In case my workout wasn’t strenuous enough (and ironically, my friend Maureen and I were just discussing 5k races today – hey Maureen, I’m pretty sure I walked a 5k!), about four blocks from my apartment I saw a guy selling books on the sidewalk, as the more ambitious homeless do, and they included a large number of Jewish holy books. Lying on the pavement. Ugh. So I bought them all and carried them home. There was too much for me to carry in one trip and so I had to come back, still all sweaty, for another load. On the second trip, a religiousy guy who had done nothing asked me if he could have one. Fuck you! Man, I felt holy while I was saying those words in my head. Actually, our conversation went like all frum people conversations go, “and where do you go to shul, and where did you learn?” But as you can see, the conversation in my head went more like my non-religious-Jewy interactions go.

sfarimHere is just one of the piles. In the good news column, the vendor was so impressed that he said he’d never put books like that on the ground again. In the bad news column is the fact that I don’t believe him. He’ll probably just track me down and get another $30 out of me.

So in the end, as you can see, I was robbed.

Title comes from:
The Cure – A Forest


10 Comments for this post

  1. Alex says:

    And where are you going to keep all these books in your shoebox of a Manhattan apartment?

  2. Becca says:

    Apropos of nothing, anyone want some books?

    Oh, I kid, my far more studious siblings will get them.

  3. Maureen says:

    I am happy to look up the APs for book-carrying if you’d like. Maybe you get extra because they’re God-y books.

  4. Soxy says:

    I have questions:

    a) How does a homeless person carry around all those books in that heat?

    b) Did you see David Bowie in the Labyrinth*?

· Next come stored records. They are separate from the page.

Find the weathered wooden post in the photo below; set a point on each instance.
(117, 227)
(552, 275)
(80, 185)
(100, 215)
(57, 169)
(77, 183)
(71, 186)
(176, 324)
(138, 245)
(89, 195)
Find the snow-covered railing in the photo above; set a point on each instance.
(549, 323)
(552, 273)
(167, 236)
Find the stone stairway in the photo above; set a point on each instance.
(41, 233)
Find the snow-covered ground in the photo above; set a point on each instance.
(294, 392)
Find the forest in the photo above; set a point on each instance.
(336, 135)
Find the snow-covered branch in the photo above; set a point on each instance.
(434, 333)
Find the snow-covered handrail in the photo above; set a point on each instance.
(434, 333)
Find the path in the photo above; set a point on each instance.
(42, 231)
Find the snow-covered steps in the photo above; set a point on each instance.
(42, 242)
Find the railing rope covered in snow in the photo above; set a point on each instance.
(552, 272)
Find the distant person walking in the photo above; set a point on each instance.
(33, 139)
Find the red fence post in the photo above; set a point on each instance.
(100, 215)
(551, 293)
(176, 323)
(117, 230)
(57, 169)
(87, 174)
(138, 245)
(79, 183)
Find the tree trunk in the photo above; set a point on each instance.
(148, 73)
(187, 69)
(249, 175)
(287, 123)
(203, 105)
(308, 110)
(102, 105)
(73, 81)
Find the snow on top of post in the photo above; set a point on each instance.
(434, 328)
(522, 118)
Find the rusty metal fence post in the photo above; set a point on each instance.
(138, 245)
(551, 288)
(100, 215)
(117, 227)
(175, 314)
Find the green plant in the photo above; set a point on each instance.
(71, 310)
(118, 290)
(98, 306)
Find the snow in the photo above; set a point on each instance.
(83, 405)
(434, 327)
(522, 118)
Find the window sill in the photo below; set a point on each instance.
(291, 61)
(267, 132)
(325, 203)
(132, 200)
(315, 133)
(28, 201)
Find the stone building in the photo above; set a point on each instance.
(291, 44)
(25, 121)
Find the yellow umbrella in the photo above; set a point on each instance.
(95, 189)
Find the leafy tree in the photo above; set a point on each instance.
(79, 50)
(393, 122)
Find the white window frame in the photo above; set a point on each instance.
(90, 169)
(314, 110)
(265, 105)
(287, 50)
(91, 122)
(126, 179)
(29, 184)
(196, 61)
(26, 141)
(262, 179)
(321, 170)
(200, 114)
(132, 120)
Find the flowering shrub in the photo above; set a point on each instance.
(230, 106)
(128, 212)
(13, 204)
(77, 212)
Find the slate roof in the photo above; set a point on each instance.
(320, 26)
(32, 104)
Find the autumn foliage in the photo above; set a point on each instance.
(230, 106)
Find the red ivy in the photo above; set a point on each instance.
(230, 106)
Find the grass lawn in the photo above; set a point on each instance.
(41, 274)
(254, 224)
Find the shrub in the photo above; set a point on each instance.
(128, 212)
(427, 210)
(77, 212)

    *thank you, Google toolbar, for teaching me how to spell Labyrinth. And, if Google is reading, I know how to spell my own name, thankyouverymuch, although the suggestion of “Sexy” is greatly appreciated.

  5. Becca says:

    Maureen, what I want to know is, if God really loves people, why are His books always in hardcover?

    a. He had a cart. He even offered it to me to haul the books away in but it looked kind of skanky.
    b. No, unless that was him fishing. I didn’t get a good look.

    *haaaa, FireFox spellcheck offered me boxy, Roxy, and foxy. I’m going to go with that last one.

  6. KP says:

    I took a wrong turn after the mention of Beard Papa and almost got lost myself.

    Soxy/Sexy…same thing

  7. sarpon says:

    What kind of Jew are you? You should have told the religiousy guy he could have any book he wanted, for the low low price of $31.00.

  8. Soxy says:

    I appreciate you not going with the first one!

  9. JF says:

    You almost scared me with your central park adventure.

    I should write the French version, something like “Panique au Luxembourg”.

    And in the end, I’d buy some book at a “bouquiniste”, like I did once, called “Les grands initiés, esquisse de l’histoire secrète des religions – Rama, Krishna, Hermès, Moïse, Pythagore, Platon, Jesus” and when I google it I realized it was from an awful obscure right wing historian. Never buy a book from a Bouquiniste.

  10. Becca says:

    KP, precisely why I try not to pass there, although now that it’s warm I’m much more a Grom girl.

    Sarpon, I’m also a New Yorker. The kind that derives great pleasure in owning certain things not because one wants them but rather because it spites other people. If it spites my neighbors that’s the best yet.

    Moxie would have been good, why didn’t they offer moxie? Or pixie, even better.

    JF, you see it’s universal. Because secondhand booksellers get their wares from people who have thrown them out. And then you realize you have bought a book that someone else thought should be in a garbage can.

    But “Panique au Luxembourg” would be a great name for a band in any case.